He leads me to the couch. Sits down, slow and sure, spreading his legs slightly as he settles.
And pulls me gently between his knees.
“This is going to be on the bare,” he says quietly. “Not to shame you. Not to humiliate. But because it’s real. And I need you to feel it.”
My face burns, and I can’t help but suck my head.
His hands rest lightly on my hips. Not holding. Just there. Close enough that I could lean in and he’d catch me.
But I don’t.
I can’t.
Because my hands are shaking. I try to hide it, tucking them into the folds of the quilt still draped around my shoulders.
But he notices. Of course he does.
“Emmy,” he says, soft. Steady.
I shake my head.
“I don’t—Cal, I don’t think I need that,” I whisper. “I promise I won’t break any more rules. I don’t want to be too much trouble. And this feels like… like trouble.”

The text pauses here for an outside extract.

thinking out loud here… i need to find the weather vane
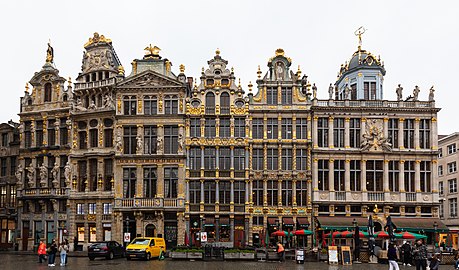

He doesn’t react right away.
Just lets the words land.
Then he reaches up.
Takes both my trembling hands in his.
Lays them gently against his chest.
“Sweet girl,” he says, quiet but firm, “you are not trouble. Not now. Not ever.”
I bite the inside of my cheek.
My vision blurs.
“You have a word,” he reminds me. “You remember it?”
“Red,” I whisper.
He nods.
“And if you say it,” he says, voice low, full of that quiet steel that wraps around me like protection, “we stop. Right then. No shame. No disappointment.”
I nod, though it’s barely a movement.
“And if you don’t say it,” he continues, “then I’m going to give you exactly what you need to remember next time.”
The air in the room stills. My pulse roars in my ears.
And still—I don’t say it.
The silence wraps around us. Thick with everything unsaid.
I feel it pressing at the edges of me, inside the fragile space between fear and trust. My fingers twitch against his chest.